# Outback/keystone Warranty



## Hanson (Jul 27, 2009)

I bought my outback last year from a dealer in Nebraska, and I live in MN. I could not find anything in stock near me, and to order one in the costs were several thousand more than in Nebraska. Now I have some minor warranty issues that need repair and I just called the nearest dealer from me. They claim that since I did not purchase my camper from them, I have 2 options. First, pay for all repairs out of pocket, then try and get reinbursed from the dealer I purchased the trailer from. Or ask the dealer I purchased from to provied a credit card to the local dealer so they can bill out all repairs. I undertand that dealers want to take care of thier own, but this seems a little odd to me. My father in law just spent 55K on a new big horn there last week, so I was hoping they would work with me some. I would think if they are a Keystone dealer, they will get reimbursed from Keystone for all approved warranty repairs not matter if they sold the camper or not. What's the over all opinion here?


----------



## Hanson (Jul 27, 2009)

Just an update to my situation, I called Keystone directly and they didn't seem too happy that a dealer would do this, and suggested other keystone dealers. I called one who doesn't sell the outback line and was told "no problem". They said any Keystone dealer will get reimbursed for warrent repair no matter if they sold or not. Problem Solved!!!


----------



## thefulminator (Aug 8, 2007)

You might want to give us the name of the dealer you were having problems with as an FYI for those in your area.


----------



## CamperAndy (Aug 26, 2004)

thefulminator said:


> You might want to give us the name of the dealer you were having problems with as an FYI for those in your area.


I second that request.


----------



## hautevue (Mar 8, 2009)

Definitely please post the name of the dealer who gave you the ration...That way the OBers who read it will note to stay away from that dealer when traveling...

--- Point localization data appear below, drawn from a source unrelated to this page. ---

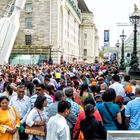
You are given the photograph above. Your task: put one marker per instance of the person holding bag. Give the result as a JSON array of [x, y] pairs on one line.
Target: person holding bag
[[9, 121], [90, 128], [36, 120], [110, 111]]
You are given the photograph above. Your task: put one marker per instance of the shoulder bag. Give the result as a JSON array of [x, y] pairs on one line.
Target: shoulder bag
[[36, 130], [118, 125]]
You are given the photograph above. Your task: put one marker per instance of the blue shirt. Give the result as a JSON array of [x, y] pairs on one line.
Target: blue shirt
[[132, 110], [48, 98], [22, 106], [107, 119], [75, 108]]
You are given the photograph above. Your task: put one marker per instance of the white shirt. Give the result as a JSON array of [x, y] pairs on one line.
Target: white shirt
[[57, 128], [34, 117], [118, 89], [22, 106]]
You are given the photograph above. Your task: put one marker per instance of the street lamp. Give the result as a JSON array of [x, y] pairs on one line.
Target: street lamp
[[122, 36], [117, 45], [50, 62], [135, 20]]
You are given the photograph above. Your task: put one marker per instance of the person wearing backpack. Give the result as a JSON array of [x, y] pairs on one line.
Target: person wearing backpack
[[90, 127]]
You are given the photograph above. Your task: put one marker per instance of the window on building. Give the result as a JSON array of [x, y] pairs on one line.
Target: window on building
[[28, 22], [28, 40], [85, 35], [28, 7], [85, 52]]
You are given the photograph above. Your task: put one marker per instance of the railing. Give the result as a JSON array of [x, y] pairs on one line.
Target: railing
[[31, 50]]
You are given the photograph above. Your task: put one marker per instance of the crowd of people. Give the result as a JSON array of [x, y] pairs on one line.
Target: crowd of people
[[68, 101]]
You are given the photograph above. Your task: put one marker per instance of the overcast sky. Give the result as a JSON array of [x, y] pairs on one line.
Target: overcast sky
[[107, 13]]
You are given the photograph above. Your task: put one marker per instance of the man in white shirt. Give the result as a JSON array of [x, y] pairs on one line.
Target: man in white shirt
[[117, 86], [22, 104], [57, 128]]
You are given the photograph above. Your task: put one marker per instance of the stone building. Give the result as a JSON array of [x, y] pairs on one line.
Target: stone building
[[64, 29]]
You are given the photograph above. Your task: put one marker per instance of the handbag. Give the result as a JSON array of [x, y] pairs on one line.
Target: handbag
[[36, 130], [118, 125]]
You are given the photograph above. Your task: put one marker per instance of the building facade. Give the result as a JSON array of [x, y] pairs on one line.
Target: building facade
[[65, 26]]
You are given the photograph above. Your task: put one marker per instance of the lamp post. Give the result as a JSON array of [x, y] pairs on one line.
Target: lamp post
[[117, 45], [134, 70], [50, 62], [122, 36]]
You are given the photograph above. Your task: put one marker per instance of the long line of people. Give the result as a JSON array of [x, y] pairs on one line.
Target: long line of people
[[72, 101]]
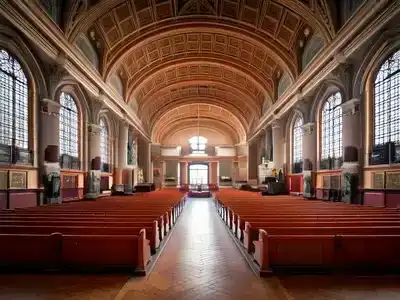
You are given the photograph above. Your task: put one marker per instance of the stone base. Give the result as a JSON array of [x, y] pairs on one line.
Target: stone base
[[308, 185], [51, 183], [93, 184], [350, 182]]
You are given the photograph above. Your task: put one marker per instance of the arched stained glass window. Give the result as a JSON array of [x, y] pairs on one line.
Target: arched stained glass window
[[298, 140], [387, 102], [104, 143], [331, 131], [13, 102], [198, 144], [69, 124]]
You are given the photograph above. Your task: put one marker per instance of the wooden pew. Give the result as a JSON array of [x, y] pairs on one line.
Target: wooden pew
[[327, 252], [77, 252]]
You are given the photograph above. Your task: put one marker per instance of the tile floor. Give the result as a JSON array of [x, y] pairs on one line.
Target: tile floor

And maybe the dealer will see his name up on the site and consider changing his policies...


----------



## Hanson (Jul 27, 2009)

Noble RV in Owatonna MN. Funny thing is when I called Keystone, they said that Noble was not even listed as a Keystone dealer. There lot is filled with new Keystone products, which I imagine they could be selling for some other dealer. That scenerio would make the most sense to their response. But if that was the case they still should have been able to fix and run thru another dealer themselves. The gal I spoke with at Keystone said the several canadian dealers will refuse to do warrenty unless its purchased there. Hopefully, someone here has dealt with Noble RV and will relay this discussion.


----------